Acofo: Being a professional Cordilleran in the Cordillera and regional autonomy

LAST week, I wrote that come May 2010 I will vote as an indigene. I am a Bontok - one of the major ethnolinguistic groups in the Cordillera. The reason is simple.

Indigenous peoples (IPs) of the Philippines have yet to be fully recognized as leaders and capable professional managers in national offices in the Cordillera Administrative Region (CAR). The recent appointment of Director Baguilat to head the regional office of the Department of the Environment and Natural Resources in the Cordillera is a most welcome development for all Cordillerans working in national offices. By Cordilllerans I mean the IPs of the Cordillera.

Again I challenge the emerging meaning of who is the Cordilleran? And this definition who is the Cordilleran is: the Cordilleran can be anyone who lived in the any part of the Cordillera for at least two years. I emphasize that this domicile-based definition of who is the Cordilleran was a provision of the draft-organic act, which was overwhelmingly rejected by Cordillerans in the first plebiscite. Thus such definition of who is the Cordilleran together with all other provisions of that draft-organic act does not stay. The second draft-organic act carried the same provison.

Again Cordillerans rejected it and consequently all its provisions including the definition of who is the Cordilleran. The most recent survey conducted by the the National Commission on Indigenous Peoples shows that more than 90 percent of the population of the Cordillera Administrative Region are IPs.

It was the IPs who rejected the draft-organic acts. The Cordilleran is the IP in the Cordillera.

In my last column I asked: is there any official paper or isuance after the rejection of the two -draft organic acts that categorically defines that the Cordilleran can be anyone who lived in the Cordillera for at least two years? If there is, then can anyone who has such official issuance show me or at least publish it.

A few weeks ago the changing of guards in the DPWH-CAR saddened us. Engineer Roy

Manao - a career executive officer and a Cordilleran was replaced by a non-Cordileran.
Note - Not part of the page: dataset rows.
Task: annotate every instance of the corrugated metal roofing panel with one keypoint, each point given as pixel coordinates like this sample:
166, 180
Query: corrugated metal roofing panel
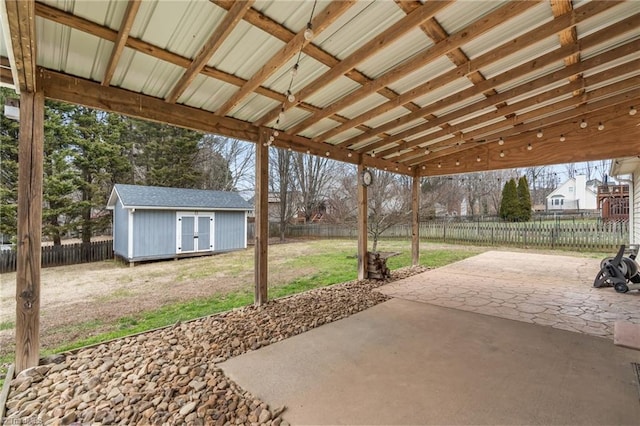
531, 76
151, 76
443, 92
357, 26
607, 18
423, 75
218, 92
180, 27
293, 18
460, 105
459, 15
401, 50
319, 127
252, 107
85, 52
472, 114
516, 26
309, 70
257, 48
338, 89
521, 57
53, 40
363, 105
545, 103
386, 117
292, 117
351, 133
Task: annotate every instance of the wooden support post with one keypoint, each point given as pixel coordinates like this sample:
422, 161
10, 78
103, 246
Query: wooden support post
415, 220
362, 226
262, 218
30, 160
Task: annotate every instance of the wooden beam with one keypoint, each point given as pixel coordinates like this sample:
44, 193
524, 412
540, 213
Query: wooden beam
30, 167
367, 50
270, 26
454, 41
125, 27
324, 19
543, 117
141, 46
620, 138
568, 36
84, 92
22, 28
219, 35
503, 78
476, 64
540, 98
261, 271
363, 230
415, 219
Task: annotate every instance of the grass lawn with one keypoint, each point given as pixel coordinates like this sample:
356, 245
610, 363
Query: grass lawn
319, 263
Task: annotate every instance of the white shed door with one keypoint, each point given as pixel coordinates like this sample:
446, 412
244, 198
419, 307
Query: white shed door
194, 232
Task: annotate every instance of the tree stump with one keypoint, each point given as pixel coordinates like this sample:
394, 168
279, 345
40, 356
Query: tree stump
377, 265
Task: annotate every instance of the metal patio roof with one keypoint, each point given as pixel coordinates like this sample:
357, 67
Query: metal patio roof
426, 88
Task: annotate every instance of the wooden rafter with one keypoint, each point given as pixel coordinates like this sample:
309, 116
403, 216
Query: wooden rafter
507, 76
269, 26
319, 24
567, 36
219, 35
505, 49
369, 49
84, 92
531, 86
539, 117
22, 26
125, 27
621, 133
454, 41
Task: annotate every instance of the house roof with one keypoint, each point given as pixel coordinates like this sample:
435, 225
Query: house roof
426, 88
155, 197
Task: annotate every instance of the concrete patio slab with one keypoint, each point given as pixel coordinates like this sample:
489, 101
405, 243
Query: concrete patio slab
403, 362
548, 290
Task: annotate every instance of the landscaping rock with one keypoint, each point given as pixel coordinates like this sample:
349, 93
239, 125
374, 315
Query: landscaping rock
169, 376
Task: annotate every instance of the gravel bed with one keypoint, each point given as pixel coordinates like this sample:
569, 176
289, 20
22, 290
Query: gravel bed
170, 376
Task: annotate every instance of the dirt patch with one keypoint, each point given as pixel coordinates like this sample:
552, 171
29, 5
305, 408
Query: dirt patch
106, 291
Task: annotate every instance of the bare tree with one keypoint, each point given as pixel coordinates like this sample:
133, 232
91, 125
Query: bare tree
313, 176
280, 169
389, 201
239, 156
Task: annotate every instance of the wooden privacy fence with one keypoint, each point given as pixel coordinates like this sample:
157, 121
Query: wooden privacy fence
68, 254
576, 236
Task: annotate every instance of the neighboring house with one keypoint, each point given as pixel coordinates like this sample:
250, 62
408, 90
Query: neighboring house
151, 222
627, 171
572, 195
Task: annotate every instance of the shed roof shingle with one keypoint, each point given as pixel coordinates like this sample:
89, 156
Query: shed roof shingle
168, 198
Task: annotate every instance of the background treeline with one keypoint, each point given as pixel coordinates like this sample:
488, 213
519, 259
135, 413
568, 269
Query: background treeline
87, 151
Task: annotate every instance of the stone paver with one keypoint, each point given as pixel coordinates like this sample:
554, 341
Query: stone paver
547, 290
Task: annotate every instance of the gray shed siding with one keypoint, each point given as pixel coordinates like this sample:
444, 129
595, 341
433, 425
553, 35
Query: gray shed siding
120, 230
230, 230
154, 234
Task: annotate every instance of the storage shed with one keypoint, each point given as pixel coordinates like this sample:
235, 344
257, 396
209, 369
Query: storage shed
151, 222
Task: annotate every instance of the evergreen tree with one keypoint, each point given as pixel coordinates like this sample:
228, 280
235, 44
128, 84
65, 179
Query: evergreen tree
524, 200
509, 205
166, 155
61, 180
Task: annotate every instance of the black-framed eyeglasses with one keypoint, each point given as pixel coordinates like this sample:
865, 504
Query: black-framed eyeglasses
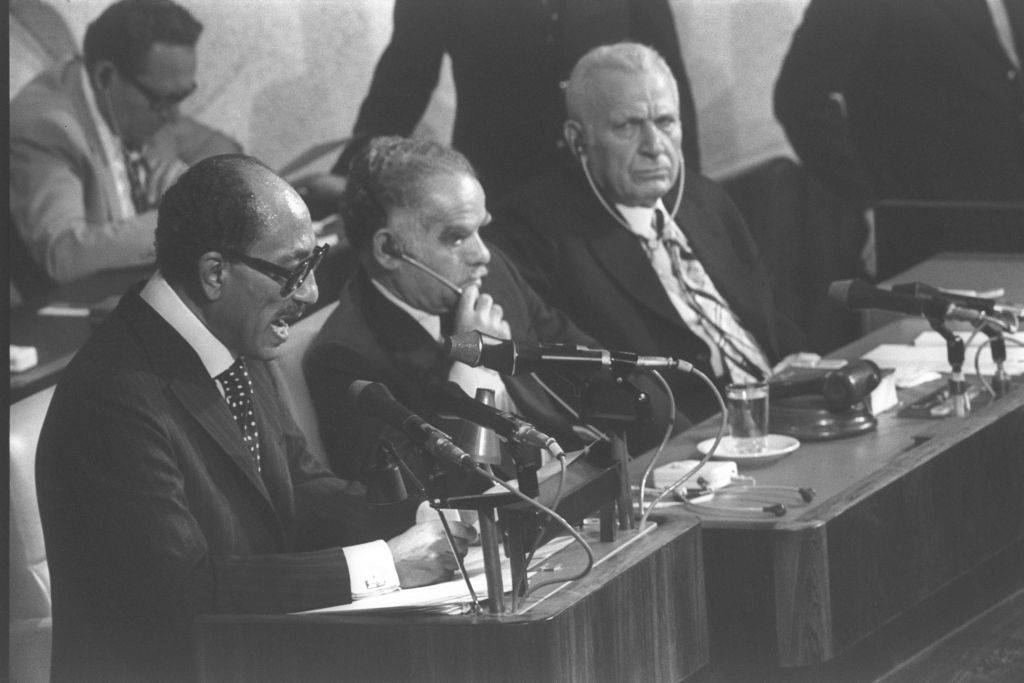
158, 101
290, 280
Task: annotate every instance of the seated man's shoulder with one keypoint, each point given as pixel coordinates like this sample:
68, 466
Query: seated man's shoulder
43, 109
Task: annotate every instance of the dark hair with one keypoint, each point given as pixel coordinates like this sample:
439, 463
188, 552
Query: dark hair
213, 206
388, 173
126, 31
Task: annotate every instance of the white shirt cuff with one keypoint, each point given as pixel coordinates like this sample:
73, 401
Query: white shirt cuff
371, 569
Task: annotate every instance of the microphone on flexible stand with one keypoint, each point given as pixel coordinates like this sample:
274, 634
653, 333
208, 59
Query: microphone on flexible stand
858, 294
374, 399
479, 440
511, 357
450, 397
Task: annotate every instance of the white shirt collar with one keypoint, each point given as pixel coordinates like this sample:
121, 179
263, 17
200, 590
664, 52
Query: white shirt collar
640, 219
163, 299
429, 322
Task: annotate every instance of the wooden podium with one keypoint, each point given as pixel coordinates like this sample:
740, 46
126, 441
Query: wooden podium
639, 615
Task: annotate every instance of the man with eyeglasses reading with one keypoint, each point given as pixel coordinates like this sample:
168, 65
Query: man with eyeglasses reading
172, 480
95, 141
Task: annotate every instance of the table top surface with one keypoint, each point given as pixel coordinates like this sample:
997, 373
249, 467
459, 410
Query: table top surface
846, 470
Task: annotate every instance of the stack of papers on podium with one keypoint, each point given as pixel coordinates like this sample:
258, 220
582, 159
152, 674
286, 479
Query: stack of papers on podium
451, 597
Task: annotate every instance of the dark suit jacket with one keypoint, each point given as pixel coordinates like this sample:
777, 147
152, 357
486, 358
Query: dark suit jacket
582, 261
934, 110
153, 510
369, 338
508, 58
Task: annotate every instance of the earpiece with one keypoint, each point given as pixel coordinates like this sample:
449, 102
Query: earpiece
391, 248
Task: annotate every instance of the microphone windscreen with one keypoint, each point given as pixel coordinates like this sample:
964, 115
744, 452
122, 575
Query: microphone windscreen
840, 290
466, 347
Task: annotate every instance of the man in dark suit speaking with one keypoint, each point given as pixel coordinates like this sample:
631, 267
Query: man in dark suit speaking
640, 254
172, 480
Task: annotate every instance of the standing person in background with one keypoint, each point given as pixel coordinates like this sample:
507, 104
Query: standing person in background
908, 99
509, 58
94, 142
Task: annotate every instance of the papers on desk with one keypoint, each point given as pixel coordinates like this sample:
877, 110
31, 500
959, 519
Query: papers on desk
926, 359
451, 597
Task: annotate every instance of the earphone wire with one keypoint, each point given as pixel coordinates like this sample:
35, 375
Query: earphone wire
614, 214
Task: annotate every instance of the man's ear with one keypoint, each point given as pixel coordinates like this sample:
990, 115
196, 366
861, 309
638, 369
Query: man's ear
386, 250
102, 74
572, 132
212, 274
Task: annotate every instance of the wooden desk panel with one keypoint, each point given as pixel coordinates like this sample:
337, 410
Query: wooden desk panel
638, 616
900, 513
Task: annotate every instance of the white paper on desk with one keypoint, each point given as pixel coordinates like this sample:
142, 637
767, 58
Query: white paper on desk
932, 338
451, 597
911, 361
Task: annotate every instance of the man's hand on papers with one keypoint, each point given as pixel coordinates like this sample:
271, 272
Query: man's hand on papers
422, 554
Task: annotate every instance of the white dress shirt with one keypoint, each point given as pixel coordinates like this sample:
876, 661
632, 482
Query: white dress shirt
113, 148
640, 221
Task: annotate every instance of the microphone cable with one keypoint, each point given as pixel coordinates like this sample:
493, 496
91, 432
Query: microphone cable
517, 581
718, 438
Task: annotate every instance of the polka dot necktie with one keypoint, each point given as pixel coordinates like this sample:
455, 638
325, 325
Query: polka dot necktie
239, 394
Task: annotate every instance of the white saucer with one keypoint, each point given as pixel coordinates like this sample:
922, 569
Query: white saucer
776, 445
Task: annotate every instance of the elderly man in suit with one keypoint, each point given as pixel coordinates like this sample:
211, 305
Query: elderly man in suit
95, 142
416, 201
172, 480
637, 252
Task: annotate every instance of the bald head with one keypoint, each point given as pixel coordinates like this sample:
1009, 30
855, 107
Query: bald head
224, 202
584, 90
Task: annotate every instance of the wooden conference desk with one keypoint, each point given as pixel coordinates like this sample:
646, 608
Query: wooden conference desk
971, 270
637, 616
900, 513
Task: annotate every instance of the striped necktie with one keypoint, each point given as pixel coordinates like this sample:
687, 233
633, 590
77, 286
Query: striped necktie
239, 394
742, 357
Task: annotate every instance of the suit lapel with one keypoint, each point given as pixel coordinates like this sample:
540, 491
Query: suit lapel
179, 365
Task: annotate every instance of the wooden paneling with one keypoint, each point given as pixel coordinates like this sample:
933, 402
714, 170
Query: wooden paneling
638, 616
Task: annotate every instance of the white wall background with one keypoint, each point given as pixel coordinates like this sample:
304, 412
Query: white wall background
283, 75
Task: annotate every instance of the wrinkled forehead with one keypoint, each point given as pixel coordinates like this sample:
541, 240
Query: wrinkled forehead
286, 227
611, 89
449, 198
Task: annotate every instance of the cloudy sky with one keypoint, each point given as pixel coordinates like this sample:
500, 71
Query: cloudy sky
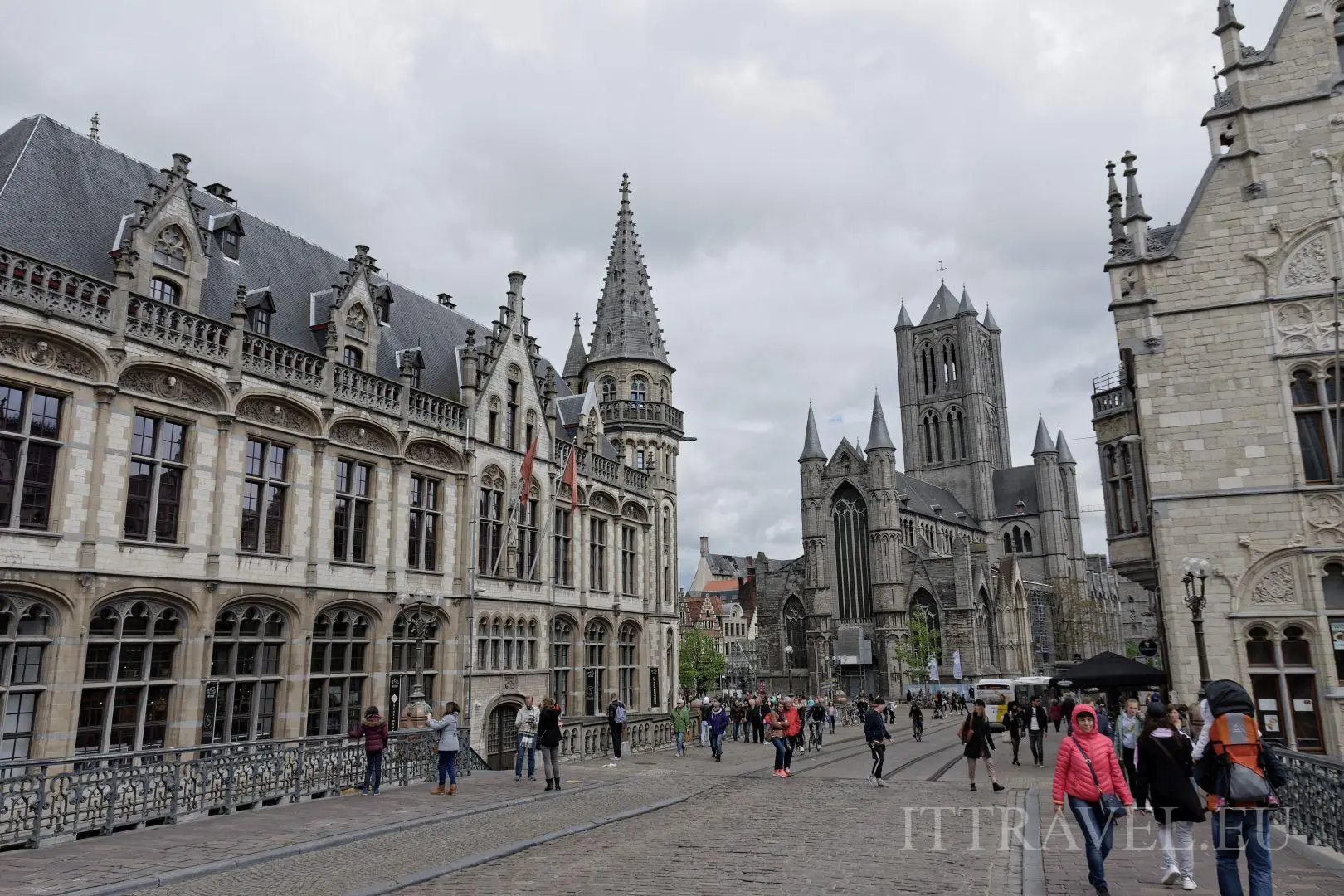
799, 168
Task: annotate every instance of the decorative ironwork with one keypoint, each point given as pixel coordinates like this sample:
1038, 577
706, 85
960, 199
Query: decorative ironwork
1312, 798
275, 360
49, 800
54, 292
171, 327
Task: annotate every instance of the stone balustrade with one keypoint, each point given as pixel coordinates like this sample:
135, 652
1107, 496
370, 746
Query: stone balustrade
54, 292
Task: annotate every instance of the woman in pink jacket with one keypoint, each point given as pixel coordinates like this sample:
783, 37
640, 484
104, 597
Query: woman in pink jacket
1085, 768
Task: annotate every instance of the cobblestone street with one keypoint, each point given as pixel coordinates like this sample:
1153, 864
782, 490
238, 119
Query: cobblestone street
643, 826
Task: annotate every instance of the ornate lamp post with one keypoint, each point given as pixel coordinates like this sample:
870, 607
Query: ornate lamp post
421, 614
1195, 578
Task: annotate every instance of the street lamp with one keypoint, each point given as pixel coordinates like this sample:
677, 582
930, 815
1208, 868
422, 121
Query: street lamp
1195, 579
421, 616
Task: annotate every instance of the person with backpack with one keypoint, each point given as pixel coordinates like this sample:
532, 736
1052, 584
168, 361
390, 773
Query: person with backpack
616, 716
1239, 774
374, 731
1089, 781
1161, 779
980, 744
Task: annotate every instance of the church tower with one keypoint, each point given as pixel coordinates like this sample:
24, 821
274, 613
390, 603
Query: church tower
626, 363
953, 406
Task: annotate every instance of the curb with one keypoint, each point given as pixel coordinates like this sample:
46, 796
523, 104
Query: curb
191, 872
503, 852
1032, 857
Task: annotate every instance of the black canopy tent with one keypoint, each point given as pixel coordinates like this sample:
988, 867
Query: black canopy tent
1109, 670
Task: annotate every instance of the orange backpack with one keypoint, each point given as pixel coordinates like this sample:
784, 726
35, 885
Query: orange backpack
1234, 740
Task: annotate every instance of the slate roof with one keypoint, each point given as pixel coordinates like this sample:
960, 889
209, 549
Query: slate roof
62, 202
1012, 485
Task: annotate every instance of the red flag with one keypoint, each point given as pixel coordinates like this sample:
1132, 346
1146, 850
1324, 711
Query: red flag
528, 460
572, 477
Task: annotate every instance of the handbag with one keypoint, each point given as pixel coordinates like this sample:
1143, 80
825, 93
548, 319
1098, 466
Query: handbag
1110, 804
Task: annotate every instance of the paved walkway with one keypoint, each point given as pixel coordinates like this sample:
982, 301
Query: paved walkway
620, 829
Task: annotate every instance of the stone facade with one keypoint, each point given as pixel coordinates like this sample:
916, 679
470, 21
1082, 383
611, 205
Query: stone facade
231, 461
1215, 436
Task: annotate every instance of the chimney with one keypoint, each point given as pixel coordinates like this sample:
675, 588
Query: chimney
219, 191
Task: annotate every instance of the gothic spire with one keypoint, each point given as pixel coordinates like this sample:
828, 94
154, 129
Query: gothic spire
626, 321
1133, 199
903, 321
879, 440
1062, 449
1045, 445
1113, 203
812, 442
577, 358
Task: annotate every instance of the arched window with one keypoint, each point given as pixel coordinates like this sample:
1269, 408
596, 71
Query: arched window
850, 516
24, 635
407, 629
795, 633
171, 249
164, 290
128, 677
594, 670
245, 674
628, 660
336, 672
562, 644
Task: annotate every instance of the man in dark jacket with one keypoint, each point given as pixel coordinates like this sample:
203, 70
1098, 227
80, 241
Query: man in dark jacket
875, 733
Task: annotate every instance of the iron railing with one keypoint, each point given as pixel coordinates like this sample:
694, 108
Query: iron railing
50, 800
1312, 798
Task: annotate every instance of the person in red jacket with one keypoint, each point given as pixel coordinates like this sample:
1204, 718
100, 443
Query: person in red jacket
1085, 768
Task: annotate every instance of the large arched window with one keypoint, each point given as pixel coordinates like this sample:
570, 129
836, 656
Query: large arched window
562, 663
795, 633
409, 626
850, 516
594, 666
626, 661
245, 674
128, 677
336, 672
1312, 397
24, 635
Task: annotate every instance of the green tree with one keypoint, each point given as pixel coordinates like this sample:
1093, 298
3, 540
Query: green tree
702, 664
921, 644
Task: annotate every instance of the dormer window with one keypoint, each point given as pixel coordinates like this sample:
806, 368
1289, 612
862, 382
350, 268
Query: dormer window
258, 321
164, 290
171, 249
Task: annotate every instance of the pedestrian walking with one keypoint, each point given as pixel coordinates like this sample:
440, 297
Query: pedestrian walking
374, 731
448, 747
1127, 737
1161, 778
875, 733
524, 722
1036, 722
680, 723
778, 727
718, 724
1089, 779
980, 744
616, 716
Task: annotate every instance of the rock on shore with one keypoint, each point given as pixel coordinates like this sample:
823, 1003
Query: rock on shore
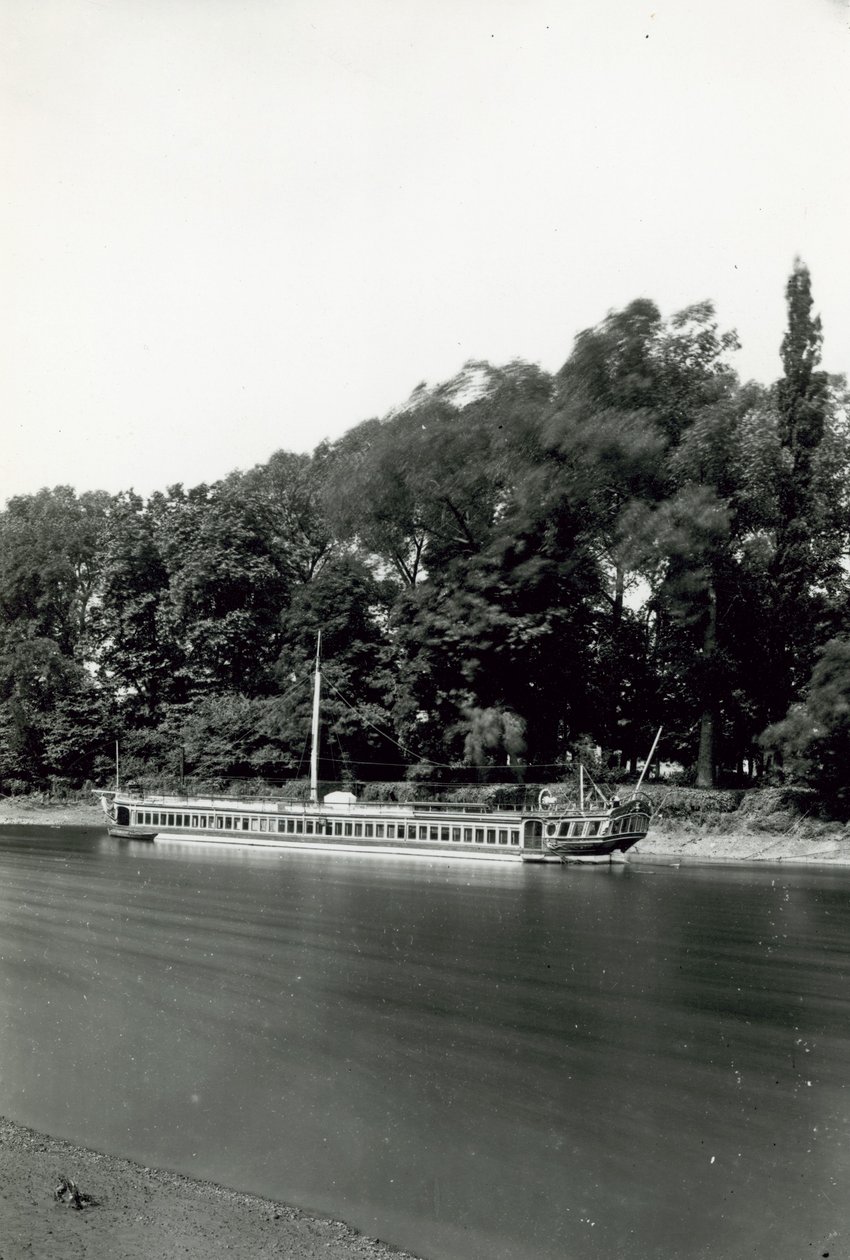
142, 1214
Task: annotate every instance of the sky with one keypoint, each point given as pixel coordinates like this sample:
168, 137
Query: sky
229, 227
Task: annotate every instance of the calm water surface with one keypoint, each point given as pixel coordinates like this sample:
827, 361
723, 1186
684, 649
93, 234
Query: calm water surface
631, 1062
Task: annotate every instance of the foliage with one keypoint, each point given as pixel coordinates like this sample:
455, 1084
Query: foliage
510, 570
814, 738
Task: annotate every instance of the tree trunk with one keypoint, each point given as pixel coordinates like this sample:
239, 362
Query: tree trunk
705, 755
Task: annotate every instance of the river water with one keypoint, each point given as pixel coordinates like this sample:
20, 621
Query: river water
466, 1060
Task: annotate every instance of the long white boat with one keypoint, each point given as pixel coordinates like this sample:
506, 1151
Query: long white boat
548, 832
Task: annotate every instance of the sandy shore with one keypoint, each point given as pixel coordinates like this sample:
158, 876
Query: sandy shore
141, 1214
831, 847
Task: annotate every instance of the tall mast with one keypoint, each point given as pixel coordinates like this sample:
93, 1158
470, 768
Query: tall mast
314, 749
646, 764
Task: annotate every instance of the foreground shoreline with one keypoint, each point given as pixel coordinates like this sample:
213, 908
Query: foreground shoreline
681, 843
147, 1214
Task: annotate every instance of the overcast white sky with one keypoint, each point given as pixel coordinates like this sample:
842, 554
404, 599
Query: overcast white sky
234, 226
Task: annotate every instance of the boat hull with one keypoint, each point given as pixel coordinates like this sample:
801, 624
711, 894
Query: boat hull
433, 830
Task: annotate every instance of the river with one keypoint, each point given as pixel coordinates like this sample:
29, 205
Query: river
467, 1060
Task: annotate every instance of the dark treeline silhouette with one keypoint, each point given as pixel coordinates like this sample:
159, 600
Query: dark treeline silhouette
510, 570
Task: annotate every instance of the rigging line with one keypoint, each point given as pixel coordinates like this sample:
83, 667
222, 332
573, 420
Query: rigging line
383, 733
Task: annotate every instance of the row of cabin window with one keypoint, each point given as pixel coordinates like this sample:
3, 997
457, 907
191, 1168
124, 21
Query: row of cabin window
321, 827
620, 825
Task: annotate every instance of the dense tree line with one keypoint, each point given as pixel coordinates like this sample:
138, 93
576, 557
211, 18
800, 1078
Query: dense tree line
509, 568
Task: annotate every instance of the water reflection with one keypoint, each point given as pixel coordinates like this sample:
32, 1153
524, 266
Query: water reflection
467, 1060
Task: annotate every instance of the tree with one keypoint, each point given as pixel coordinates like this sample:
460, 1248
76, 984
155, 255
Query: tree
814, 738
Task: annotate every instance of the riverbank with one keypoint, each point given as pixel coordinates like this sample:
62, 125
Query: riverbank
833, 848
38, 812
144, 1214
689, 827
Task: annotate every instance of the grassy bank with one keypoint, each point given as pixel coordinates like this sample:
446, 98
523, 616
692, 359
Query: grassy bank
736, 824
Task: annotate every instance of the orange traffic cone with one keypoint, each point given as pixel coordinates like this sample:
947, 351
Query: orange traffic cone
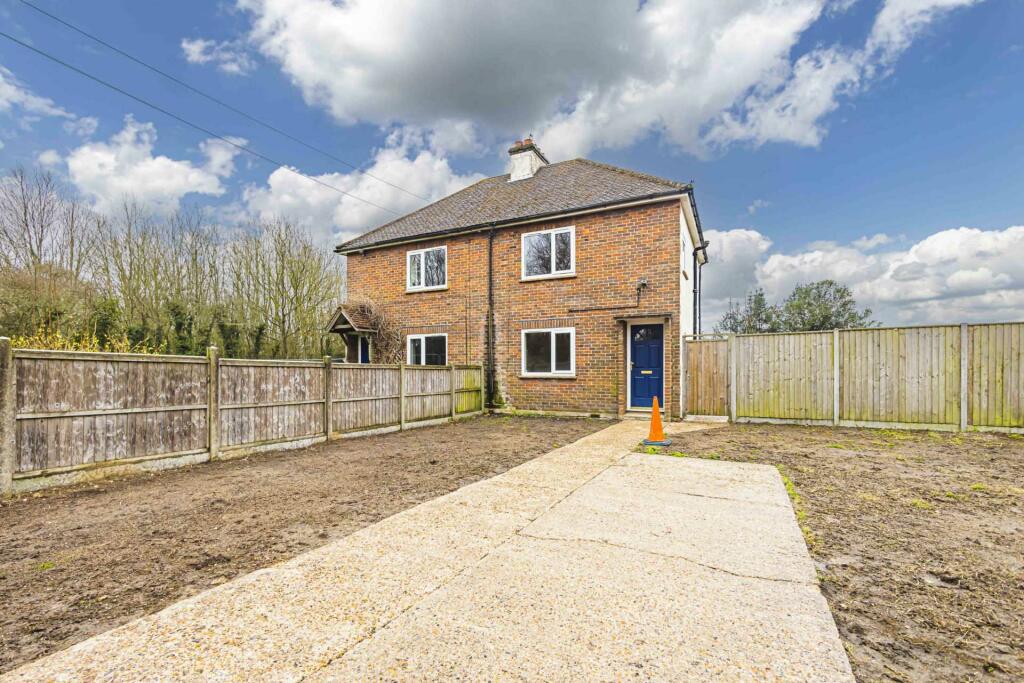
656, 435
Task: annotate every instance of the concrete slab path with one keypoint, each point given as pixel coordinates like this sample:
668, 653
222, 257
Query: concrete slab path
591, 562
Manao hails from Natonin, Mountain Province. Above the speculations that Manao's replacement as a result of the lobbying by a Cordillera, still to this indigene, Manao's replacement is one of the obvious disregard of the managerial capacities of Cordillerans by national government.

For the national leadership to give way to the "whims" of politicians is definitely not sound. Doing so, is not preparing us - the Cordillerans for a genuine regional autonomy in the Cordillera. This continuing disregard for professional Cordillerans to head national offices in the Cordillera is not only divisive among us Cordillerans.

It does not prepare Cordillerans for genuine "regional autonomy", as those who fought for that regional autonomy for the Cordillera a provision of the 1987 Philippine Constitution. It does not lend credence to E.0.220, a legacy of the late President Corazon Aquino, who by all measures remains an icon of democracy of the Philippines.